Do you constantly need to reassert yourself?
You work hard, that’s undeniable, but without receiving the recognition you deserve. As a result, you seem to be constantly striving to prove yourself.
What’s really going on here? You deserve it, everyone says so. Be brave and persevere! That spot in the limelight is rightfully yours, but you feel as if you are still in the shadows. You might hide your light under a bushel as a result.. But is this really what you want to be doing? According to Sarah Sériévic; “The idolisation of a parent can be at the heart of the problem.” When you have worshipped either your father or your mother, it is often difficult to step up yourself and claim your own worth. Having these idealised images can hinder your own, personal development.
Our advice? You have constructed your self image around the idealised perceptions of your father and mother which are totally unrealistic. To remedy the situation, try and find your own place in life without being afraid to make mistakes and show yourself up as being imperfect...
Do you feel like you are in an ejection seat?

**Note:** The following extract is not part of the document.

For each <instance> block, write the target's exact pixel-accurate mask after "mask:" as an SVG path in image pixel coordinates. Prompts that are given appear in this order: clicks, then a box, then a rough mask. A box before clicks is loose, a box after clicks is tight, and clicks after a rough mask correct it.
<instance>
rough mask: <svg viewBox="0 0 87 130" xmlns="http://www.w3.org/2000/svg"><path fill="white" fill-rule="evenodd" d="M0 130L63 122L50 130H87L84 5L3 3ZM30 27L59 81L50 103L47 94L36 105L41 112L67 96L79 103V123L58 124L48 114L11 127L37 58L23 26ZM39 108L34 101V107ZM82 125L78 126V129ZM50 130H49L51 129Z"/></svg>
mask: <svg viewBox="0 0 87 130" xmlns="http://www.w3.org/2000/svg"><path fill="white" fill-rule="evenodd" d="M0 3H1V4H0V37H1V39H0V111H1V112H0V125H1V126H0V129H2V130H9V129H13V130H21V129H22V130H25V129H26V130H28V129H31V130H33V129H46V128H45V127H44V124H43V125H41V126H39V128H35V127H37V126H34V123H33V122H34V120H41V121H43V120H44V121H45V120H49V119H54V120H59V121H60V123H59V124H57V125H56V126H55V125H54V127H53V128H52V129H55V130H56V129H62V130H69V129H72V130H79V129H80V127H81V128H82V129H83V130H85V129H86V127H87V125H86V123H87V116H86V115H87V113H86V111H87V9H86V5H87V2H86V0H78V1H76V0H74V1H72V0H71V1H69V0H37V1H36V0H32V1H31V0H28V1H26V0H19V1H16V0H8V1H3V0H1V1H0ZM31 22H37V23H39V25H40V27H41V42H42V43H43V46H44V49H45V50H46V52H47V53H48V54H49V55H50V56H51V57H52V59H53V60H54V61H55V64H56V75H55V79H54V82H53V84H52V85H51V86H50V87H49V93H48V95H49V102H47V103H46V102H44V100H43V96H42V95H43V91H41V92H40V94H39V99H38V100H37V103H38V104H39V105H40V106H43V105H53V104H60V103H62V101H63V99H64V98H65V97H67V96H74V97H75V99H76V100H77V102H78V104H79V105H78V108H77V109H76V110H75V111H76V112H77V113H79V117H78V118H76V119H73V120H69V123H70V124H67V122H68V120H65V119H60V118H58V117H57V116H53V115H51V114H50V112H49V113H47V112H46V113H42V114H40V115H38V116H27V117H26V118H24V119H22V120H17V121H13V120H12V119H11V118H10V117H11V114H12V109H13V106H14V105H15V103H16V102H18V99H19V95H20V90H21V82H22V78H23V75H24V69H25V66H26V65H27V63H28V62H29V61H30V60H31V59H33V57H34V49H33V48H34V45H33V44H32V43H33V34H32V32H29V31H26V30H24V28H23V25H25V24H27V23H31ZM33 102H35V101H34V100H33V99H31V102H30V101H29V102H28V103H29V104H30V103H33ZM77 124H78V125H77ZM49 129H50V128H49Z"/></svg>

Do you feel like you are being sidelined more and more, or perhaps people keep mistaking you for someone else? Anyone else could be where you are and do it just as well. Basically, you don’t feel like you are irreplaceable.

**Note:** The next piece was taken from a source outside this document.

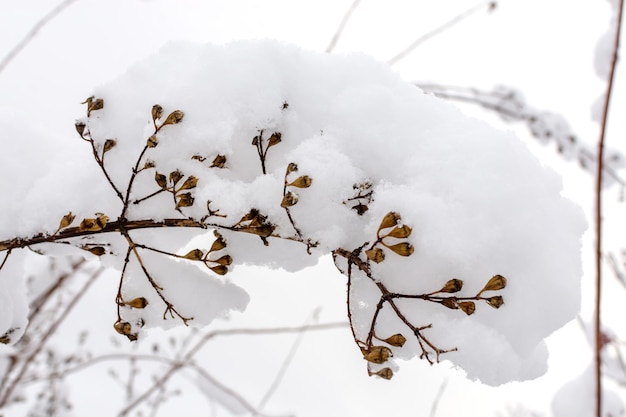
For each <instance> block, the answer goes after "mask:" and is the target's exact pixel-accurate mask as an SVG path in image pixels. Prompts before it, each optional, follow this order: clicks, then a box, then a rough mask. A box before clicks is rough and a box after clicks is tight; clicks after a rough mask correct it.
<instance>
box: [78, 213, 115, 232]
mask: <svg viewBox="0 0 626 417" xmlns="http://www.w3.org/2000/svg"><path fill="white" fill-rule="evenodd" d="M108 219H109V218H108V217H107V216H105V215H101V216H99V217H98V218H95V219H93V218H86V219H83V221H81V222H80V225H79V226H78V231H79V232H97V231H99V230H102V229H103V228H104V227H105V226H106V222H107V220H108Z"/></svg>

What’s really going on here? The notion of being where you should be is linked to the idea of territory, which can be both a mental concept as well as a physical space. In this way, open plan offices and hot desking can aggravate the problem. To be given a project and then see it taken away and given to another over and over again can make you feel insecure. “On the one hand, you need a private personal space where you can develop your skills and your personal identity, but on the other you need to engage with other people and apply yourself to your work,” Sarah Sériévic analyses. As soon as the boundaries become blurred, confusion sets in and with it the feeling of being easily replaceable. This is inevitable!
Our advice? To be able to demonstrate what makes you unique to everyone else, you need to start developing your assertiveness. This will allow you to draw from your own abilities and inner strength. Know what makes you so special and prove it!
Your colleague is stealing the limelight
The only thing that is different about this colleague is that he doesn’t question his worth. He always puts himself forward and watches you as he passes, confident that he is the one who is expected to get ahead.
What’s really going on here? He has an irrational need to exist thanks to his incredible narcissism! This could stem from an upbringing where parents validated their child too much. If parents treats their child like a “hero”, the child will construct his self-image around this in order to please them. He will then continue to feel this obligation to fill this place they have given him even as an adult. “He will go on trying to respond to parental expectations and take the top spot, without really having the ability or skills necessary,” explains Sarah Sériévic. This makes him vulnerable, which he compensates for with self-assurance that actually has no basis! This child has grown up without knowing who he really is, only able to put on a show. His achilles’ heel is the fact that, for him, only social identity counts. When it comes to retirement, the disappearance of this cultivated image can lead to an identity crisis.
Our advice? When you are faced with this situation, dare to assert yourself and put your point of view forward without expecting him to change the way he does things. The most important thing is to know who you are and where you should be.
(*) Psychotherapist, trained in psychodrama by Anne Ancelin Schützenberger. She has also developed a new form of therapy, "le théâtre authentique" (Theatre Therapy).